After the mission team left from Siem Reap in December, they left Stephanie to stay with me a few extra days.  Yay!!  On the drive back to Phnom Penh, Peter and Kandi took us to a restaurant for lunch that I had been in before and thought was... ok.

However this time it was much different.  

I was pretty sick and Stephanie wasn't feeling too well either.  Both of us thought soup sounded good.  When looking at the menu Stephanie immediately said she wanted 'chicken with preserved lemon soup'.

I may or may not have stared blankly at her.

But, in my normal fashion I said, 'ok but I also want the vegetable soup.'  In my mind I was thinking at least I would be able eat half of the vegetable soup if neither of us liked the other soup.

The soup came, it didn't look too appealing... yellow-ish broth with chicken on the bone sitting inside.  Nothing else.  But I am very thankful I decided to forgo the look and still try a bite.  IT WAS SO DELICIOUS!!!! We barely touched the vegetable soup and devoured this one.  And, later that night we were both disappointed when we didn't take some of that soup as take-away.  

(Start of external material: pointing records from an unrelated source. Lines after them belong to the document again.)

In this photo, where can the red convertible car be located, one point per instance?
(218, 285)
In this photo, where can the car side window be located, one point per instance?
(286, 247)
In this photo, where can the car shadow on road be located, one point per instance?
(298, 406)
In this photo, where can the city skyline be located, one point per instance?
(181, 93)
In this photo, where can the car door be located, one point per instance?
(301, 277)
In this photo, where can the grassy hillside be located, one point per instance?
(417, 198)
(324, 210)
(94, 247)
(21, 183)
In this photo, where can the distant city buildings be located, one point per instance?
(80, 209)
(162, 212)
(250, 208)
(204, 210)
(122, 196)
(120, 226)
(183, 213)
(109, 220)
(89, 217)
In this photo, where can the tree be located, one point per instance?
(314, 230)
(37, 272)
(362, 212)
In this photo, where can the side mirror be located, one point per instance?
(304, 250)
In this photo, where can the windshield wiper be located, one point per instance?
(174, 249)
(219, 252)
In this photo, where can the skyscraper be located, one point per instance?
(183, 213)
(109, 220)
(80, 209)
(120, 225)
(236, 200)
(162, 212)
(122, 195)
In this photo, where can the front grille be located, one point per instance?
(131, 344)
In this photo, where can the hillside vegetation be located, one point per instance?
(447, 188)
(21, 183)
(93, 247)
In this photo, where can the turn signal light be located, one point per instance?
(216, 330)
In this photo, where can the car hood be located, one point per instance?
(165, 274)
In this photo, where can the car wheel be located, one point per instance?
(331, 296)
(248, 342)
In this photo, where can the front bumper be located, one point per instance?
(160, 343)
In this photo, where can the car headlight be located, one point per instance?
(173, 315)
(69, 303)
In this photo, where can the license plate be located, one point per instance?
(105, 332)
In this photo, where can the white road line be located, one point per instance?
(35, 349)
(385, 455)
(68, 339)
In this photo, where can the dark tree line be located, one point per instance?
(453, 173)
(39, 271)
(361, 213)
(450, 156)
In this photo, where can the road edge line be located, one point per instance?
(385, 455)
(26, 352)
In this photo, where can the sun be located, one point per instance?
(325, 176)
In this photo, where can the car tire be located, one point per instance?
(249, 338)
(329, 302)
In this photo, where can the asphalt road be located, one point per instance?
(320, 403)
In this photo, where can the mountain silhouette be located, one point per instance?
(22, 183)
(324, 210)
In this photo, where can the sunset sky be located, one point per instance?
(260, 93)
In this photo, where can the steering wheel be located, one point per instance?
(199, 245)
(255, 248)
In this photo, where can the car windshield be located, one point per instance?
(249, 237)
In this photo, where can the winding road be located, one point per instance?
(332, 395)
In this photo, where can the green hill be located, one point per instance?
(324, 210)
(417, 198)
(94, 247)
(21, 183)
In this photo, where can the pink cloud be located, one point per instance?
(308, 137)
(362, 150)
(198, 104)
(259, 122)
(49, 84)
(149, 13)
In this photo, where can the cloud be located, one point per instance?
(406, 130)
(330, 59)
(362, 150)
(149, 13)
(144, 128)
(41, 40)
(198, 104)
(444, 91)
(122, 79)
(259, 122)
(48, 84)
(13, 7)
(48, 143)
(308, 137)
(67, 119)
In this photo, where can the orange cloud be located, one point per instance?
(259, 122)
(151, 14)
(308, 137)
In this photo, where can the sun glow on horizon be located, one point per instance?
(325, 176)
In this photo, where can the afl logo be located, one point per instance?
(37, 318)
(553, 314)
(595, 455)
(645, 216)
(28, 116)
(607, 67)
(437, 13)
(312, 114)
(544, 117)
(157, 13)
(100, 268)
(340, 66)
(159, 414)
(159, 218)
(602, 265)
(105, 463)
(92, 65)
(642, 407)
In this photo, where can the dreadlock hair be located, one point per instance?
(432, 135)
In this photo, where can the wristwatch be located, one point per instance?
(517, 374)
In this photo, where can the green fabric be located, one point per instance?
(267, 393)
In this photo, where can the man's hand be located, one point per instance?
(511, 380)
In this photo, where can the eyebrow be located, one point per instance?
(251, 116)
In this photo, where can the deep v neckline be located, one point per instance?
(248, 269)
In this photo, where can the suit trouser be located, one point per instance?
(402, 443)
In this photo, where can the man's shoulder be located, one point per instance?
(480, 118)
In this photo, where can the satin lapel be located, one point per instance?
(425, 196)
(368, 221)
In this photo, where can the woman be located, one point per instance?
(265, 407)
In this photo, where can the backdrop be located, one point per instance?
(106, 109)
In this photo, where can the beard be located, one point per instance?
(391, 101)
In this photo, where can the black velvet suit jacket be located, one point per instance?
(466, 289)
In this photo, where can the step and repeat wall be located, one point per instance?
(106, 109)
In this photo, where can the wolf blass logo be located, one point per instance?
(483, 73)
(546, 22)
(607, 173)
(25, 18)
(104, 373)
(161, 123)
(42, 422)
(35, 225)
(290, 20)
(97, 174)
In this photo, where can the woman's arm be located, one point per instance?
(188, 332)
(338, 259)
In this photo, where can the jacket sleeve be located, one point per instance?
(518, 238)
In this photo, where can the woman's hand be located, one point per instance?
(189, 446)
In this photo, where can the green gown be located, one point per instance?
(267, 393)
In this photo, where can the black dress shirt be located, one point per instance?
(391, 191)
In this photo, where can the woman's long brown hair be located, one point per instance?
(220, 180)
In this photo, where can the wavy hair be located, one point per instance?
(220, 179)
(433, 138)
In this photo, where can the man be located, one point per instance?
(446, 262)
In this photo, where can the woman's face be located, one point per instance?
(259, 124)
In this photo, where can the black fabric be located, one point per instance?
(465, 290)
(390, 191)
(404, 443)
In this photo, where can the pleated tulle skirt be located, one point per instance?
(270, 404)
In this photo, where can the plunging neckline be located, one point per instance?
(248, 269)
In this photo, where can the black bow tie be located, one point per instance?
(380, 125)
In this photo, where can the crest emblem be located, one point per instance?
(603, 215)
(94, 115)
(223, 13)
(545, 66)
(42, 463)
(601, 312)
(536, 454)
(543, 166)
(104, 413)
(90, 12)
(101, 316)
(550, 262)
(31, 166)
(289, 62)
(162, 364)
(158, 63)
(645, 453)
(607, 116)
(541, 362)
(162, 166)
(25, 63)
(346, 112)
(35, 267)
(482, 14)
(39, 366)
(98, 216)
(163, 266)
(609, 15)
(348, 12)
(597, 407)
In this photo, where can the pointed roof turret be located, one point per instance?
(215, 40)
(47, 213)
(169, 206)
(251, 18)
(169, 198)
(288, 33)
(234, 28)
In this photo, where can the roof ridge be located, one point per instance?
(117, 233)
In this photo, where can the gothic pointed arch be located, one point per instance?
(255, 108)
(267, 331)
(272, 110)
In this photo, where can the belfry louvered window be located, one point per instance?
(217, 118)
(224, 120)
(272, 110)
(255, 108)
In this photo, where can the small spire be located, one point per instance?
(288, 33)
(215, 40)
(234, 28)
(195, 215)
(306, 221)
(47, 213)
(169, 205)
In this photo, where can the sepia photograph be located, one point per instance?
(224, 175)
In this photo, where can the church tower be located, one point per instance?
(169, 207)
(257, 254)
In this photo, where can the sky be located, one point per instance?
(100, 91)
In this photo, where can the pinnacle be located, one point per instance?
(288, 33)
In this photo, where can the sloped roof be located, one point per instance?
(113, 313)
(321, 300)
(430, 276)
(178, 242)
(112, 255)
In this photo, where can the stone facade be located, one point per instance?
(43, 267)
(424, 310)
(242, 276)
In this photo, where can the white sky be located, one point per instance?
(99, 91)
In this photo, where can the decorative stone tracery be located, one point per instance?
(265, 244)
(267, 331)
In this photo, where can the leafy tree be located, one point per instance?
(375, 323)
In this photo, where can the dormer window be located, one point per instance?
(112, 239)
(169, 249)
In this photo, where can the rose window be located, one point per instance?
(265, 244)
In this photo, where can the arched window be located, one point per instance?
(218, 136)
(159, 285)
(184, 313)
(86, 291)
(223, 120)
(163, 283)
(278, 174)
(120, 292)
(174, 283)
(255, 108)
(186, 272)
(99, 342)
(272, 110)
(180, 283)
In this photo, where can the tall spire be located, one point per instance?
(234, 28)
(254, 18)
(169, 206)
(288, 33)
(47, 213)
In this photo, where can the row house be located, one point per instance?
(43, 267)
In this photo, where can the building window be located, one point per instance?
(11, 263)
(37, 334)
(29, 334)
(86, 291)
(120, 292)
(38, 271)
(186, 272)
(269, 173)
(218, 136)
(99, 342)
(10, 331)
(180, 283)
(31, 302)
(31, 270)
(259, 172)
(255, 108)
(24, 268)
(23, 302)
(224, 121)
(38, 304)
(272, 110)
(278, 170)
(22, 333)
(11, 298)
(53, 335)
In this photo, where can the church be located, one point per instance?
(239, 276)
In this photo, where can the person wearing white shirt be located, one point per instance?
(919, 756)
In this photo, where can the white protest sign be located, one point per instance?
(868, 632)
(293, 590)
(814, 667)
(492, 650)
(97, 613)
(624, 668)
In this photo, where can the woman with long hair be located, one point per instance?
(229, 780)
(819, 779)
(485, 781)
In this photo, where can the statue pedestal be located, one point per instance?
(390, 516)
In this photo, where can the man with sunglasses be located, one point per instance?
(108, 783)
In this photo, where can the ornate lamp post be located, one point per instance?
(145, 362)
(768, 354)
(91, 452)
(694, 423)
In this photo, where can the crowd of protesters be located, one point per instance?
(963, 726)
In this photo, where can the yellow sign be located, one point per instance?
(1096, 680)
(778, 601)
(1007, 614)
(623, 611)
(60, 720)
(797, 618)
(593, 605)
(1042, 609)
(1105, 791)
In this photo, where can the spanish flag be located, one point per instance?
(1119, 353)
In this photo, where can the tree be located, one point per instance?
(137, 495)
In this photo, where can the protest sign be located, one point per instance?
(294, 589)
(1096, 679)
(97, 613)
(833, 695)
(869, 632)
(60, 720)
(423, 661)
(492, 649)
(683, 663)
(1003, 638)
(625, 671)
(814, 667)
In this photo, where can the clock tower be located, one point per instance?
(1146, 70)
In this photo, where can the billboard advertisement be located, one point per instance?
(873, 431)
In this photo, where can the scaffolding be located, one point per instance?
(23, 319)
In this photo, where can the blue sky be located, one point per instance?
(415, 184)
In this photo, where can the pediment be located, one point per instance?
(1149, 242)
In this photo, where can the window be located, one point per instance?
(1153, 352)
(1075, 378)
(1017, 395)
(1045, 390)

Seriously, I can't stop thinking about that soup to this day.  That amazing.

I've tried to find preserved lemon soup that would compair here in Phnom Penh however I'm probably not looking in the right places because I've yet to find it.  I did a Google search and found a recipe for it.  I haven't made it yet, and with how lazy of a cook I am here I may not make it for a while, however I wanted to share the recipe with you in case you want to attempt to make it and then tell me about it.

Samlor Nam Ngau

1/2 Chicken (cut up to 8 pieces) (or pork or beef or duck)
1 Preserved lemon (cut in half)
5 cups Water
2 cloves Garlic (do not peel)
1 tbsp Fish sauce
1 tsp Sugar
1/2 tsp Salt
1/2 Yellow onion (sliced)
1 stalk  Green onion (chopped)
Black pepper

In a soup pot, place chicken, yellow onion, preserved lemon, garlic and pour water in. Cook till the meat is tender to your liking.  Season with sugar, salt and fish sauce.  Sprinkle green onion and black pepper.

Serve hot with rice.


One thing I learned is to trust Stephanie's culinary expertise.  I mean her brother is a pretty renowned chef.  Why did I even question her to begin with??